Ngai S W, Yeung K C, Lao T, Ho P C
Department of Obstetrics and Gynaecology, University of Hong Kong, Tsan Yuk Hospital.
Contraception. 1995 Jun;51(6):347-50. doi: 10.1016/0010-7824(95)00099-v.
The effectiveness of oral misoprostol versus vaginal gemeprost for cervical dilatation prior to vacuum aspiration was compared in women in the 6th to 12th week of pregnancy. Sixty-four nulliparous women requesting termination of pregnancy between 6th to 12th weeks of gestation were randomized to receive either 400 micrograms misoprostol orally or 1 mg vaginal gemeprost at 12 hr or 3 hr prior to vacuum aspiration, respectively. The cervical dilatation at vacuum aspiration, the ease of the subsequent surgical procedure, and the incidence of complications and side effects were compared between these two methods of cervical priming. The median cervical dilatation at vacuum aspiration in the misoprostol group was significantly greater than that in the gemeprost group (8.0 mm versus 7.0 mm, p < 0.02).
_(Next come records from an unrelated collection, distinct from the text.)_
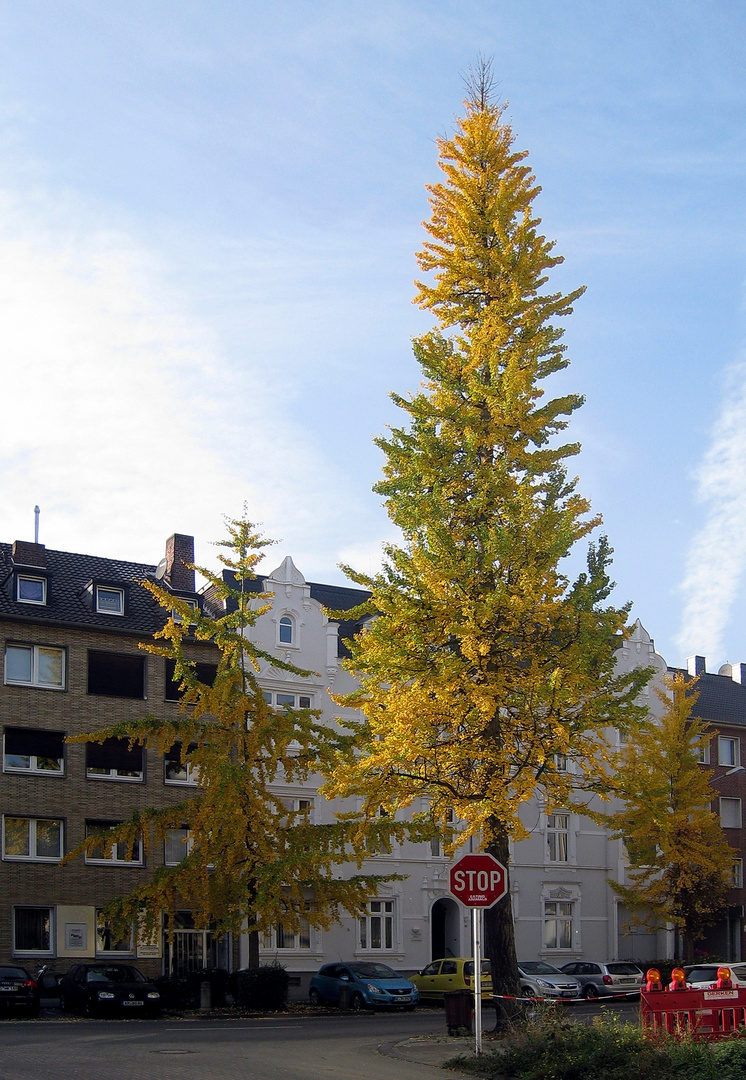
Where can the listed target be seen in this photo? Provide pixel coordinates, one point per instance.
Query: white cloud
(123, 418)
(717, 555)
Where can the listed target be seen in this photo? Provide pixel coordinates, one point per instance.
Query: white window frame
(36, 952)
(558, 837)
(35, 651)
(32, 840)
(113, 856)
(279, 940)
(378, 925)
(563, 914)
(735, 805)
(187, 842)
(32, 768)
(100, 931)
(724, 741)
(177, 617)
(30, 577)
(112, 590)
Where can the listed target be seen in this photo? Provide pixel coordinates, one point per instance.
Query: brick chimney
(179, 551)
(26, 553)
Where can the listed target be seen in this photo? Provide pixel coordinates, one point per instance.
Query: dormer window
(30, 589)
(109, 601)
(176, 616)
Preoperative side effects were significantly less frequent in the misoprostol group (p < 0.01). The ease of dilatation assessed subjectively by the operating surgeons was also improved significantly in the misoprostol group (p < 0.01). However, the duration of operation and blood loss were similar in both groups. Since misoprostol is also much cheaper and more convenient to use, we conclude that oral misoprostol is better than vaginal gemeprost for cervical dilatation prior to vacuum aspiration in first trimester pregnancy.
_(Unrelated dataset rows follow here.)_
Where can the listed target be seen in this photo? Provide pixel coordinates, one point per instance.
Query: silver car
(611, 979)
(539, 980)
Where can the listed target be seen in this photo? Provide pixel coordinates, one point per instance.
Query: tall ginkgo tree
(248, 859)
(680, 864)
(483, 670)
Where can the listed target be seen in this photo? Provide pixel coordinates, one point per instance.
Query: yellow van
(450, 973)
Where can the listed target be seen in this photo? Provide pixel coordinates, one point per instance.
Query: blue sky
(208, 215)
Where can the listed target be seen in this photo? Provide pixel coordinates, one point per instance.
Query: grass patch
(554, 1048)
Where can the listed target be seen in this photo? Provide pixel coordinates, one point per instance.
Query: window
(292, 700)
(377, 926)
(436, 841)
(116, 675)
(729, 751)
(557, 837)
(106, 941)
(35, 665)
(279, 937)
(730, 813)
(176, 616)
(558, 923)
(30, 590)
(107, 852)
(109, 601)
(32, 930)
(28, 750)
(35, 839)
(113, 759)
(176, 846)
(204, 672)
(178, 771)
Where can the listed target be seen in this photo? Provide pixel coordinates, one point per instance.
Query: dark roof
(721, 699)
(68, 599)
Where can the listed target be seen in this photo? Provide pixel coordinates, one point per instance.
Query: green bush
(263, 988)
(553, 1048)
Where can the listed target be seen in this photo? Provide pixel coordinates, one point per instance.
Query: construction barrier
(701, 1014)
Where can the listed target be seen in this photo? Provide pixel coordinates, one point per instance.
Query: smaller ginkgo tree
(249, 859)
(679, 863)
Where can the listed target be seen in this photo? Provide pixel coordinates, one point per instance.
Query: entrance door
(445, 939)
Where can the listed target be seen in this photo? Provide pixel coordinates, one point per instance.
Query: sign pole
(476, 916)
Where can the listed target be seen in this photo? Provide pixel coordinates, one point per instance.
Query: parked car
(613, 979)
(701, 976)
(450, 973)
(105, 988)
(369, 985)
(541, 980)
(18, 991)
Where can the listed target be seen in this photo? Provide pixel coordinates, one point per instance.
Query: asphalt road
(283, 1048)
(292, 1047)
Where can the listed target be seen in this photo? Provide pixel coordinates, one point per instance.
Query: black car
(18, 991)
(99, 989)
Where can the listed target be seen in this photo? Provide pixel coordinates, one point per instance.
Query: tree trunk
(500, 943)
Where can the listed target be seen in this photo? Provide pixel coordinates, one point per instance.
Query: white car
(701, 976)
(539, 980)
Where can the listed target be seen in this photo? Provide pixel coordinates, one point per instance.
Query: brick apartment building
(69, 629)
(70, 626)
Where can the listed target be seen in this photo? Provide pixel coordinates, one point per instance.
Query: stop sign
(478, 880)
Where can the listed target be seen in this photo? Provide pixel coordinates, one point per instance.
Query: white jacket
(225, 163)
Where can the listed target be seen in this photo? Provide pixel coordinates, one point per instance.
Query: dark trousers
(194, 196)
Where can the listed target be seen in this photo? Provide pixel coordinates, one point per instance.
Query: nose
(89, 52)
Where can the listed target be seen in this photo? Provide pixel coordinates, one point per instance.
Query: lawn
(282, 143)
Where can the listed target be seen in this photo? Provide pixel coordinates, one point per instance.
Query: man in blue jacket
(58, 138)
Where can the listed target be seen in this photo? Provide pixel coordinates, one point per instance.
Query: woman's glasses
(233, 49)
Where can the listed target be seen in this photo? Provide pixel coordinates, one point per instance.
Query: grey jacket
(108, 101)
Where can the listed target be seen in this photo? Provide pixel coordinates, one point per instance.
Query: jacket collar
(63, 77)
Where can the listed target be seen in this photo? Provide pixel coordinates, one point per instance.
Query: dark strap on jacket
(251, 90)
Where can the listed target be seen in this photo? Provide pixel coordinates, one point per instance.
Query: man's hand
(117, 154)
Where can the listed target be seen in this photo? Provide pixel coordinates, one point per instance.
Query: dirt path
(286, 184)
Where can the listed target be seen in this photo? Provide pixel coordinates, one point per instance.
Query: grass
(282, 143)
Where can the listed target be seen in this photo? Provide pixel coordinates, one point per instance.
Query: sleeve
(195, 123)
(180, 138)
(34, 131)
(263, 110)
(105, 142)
在妊娠第6至12周的女性中,比较了口服米索前列醇与阴道用吉美前列素在真空吸引术前扩张宫颈的效果。64名妊娠6至12周要求终止妊娠的未生育女性被随机分组,分别在真空吸引术前12小时或3小时口服400微克米索前列醇或阴道给予1毫克吉美前列素。比较了这两种宫颈预处理方法在真空吸引时的宫颈扩张情况、后续手术操作的难易程度以及并发症和副作用的发生率。米索前列醇组在真空吸引时的宫颈扩张中位数显著大于吉美前列素组(8.0毫米对7.0毫米,p<0.02)。米索前列醇组术前副作用的发生频率显著更低(p<0.01)。手术医生主观评估的扩张难易程度在米索前列醇组也有显著改善(p<0.01)。然而,两组的手术时间和失血量相似。由于米索前列醇也更便宜且使用更方便,我们得出结论,在孕早期真空吸引术前扩张宫颈方面,口服米索前列醇优于阴道用吉美前列素。